Days later, Torreira’s father Ricardo added his voice to the conversation. “Lucas is suffering a lot alone in Europe,” he told Radio Continental. “When you lose a person as happened to us, so dear, you realise that life passes you by. If Lucas wants to come to Boca, let him come.”
Ricardo suggested that his son would be willing to take a substantial pay cut in his search for emotional solace, enough that Boca would be able to afford his wages.
In football, though, it is not that simple. A top player simply does not have a notice period to serve. Lucas Torreira is a man, but he is a man with a value.
Having paid €26million to secure his services, Arsenal gave Torreira a five-year contract. He signed it and, in return for an amount of money he could ill have conceived earning when he was growing up in Fray Bentos, he signed away some of his freedom. Circumstances may have changed, but to leave, he needs Arsenal’s permission.
Arsenal manager Mikel Arteta was questioned about Torreira’s statement and that of Torreira’s father. He replied: “It’s a hard time for him and emotionally there is a lot of thoughts that will go through his mind. When things are like that, it’s not the moment to make decisions.
“He probably feels the need and responsibility to be closer to his family. But it’s not the moment to make any decisions and it certainly is a decision that has to be made by different parties. Now, nothing is going to change.”

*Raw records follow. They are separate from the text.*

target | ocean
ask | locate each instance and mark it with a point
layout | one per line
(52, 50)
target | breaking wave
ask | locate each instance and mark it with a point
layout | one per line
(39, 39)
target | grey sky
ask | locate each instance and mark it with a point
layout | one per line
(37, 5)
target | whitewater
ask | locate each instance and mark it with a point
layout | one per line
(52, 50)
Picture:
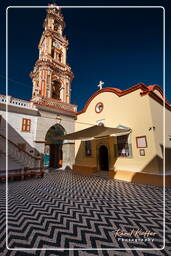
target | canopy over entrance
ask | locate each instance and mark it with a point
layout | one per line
(94, 132)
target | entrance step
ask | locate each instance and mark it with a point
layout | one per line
(102, 174)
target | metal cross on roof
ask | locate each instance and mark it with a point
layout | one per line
(100, 85)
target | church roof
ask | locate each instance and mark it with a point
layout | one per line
(146, 90)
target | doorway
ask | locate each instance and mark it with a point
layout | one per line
(103, 158)
(54, 157)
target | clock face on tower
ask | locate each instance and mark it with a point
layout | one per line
(99, 107)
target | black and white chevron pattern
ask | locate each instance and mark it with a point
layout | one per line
(66, 210)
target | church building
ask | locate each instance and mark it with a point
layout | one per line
(118, 134)
(134, 150)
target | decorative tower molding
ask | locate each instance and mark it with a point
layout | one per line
(51, 75)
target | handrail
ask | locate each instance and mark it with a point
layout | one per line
(36, 158)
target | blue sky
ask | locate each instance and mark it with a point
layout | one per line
(121, 47)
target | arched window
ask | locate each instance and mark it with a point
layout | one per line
(56, 87)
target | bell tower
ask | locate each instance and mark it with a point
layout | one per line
(51, 75)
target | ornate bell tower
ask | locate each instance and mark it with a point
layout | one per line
(51, 75)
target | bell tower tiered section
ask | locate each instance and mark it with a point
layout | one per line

Arteta had not been explicit, but it was not difficult to deduce the club’s position. Unless Boca Juniors pay a fee that Arsenal feel he is worth, he will stay. And even as one of South America’s continental giants, Boca do not have the resources to get anywhere near Arsenal’s valuation.
Little has changed in the two months or so that has elapsed since Arteta’s statement. Torreira still wants to go to Boca, he still wants to live closer to his family. He made the Uruguay squad for the Copa America and reiterated that wish to Uruguayan newspaper Ovacion upon his arrival in his homeland. But, he added: “As time passed, and being a little calmer, I understood that everything is very difficult as well.”
Again, little more than a euphemism. Yet the situation is easily understood. Arsenal are unwilling to let their player go for free and their €26million investment go to waste. It is difficult to imagine that any club in their situation would do any different.
Torreira is a 25-year-old man from Uruguay who wants to go home. But it’s not that simple.
So, is Lucas Torreira a human being or is Lucas Torreira a tradable commodity?
The answer, in many ways, is both.
But it seems for now that the latter is winning out, at least in the eyes of his employer. And it is his employer that will decide whether his desire, his completely understandable human desire to go home, becomes reality.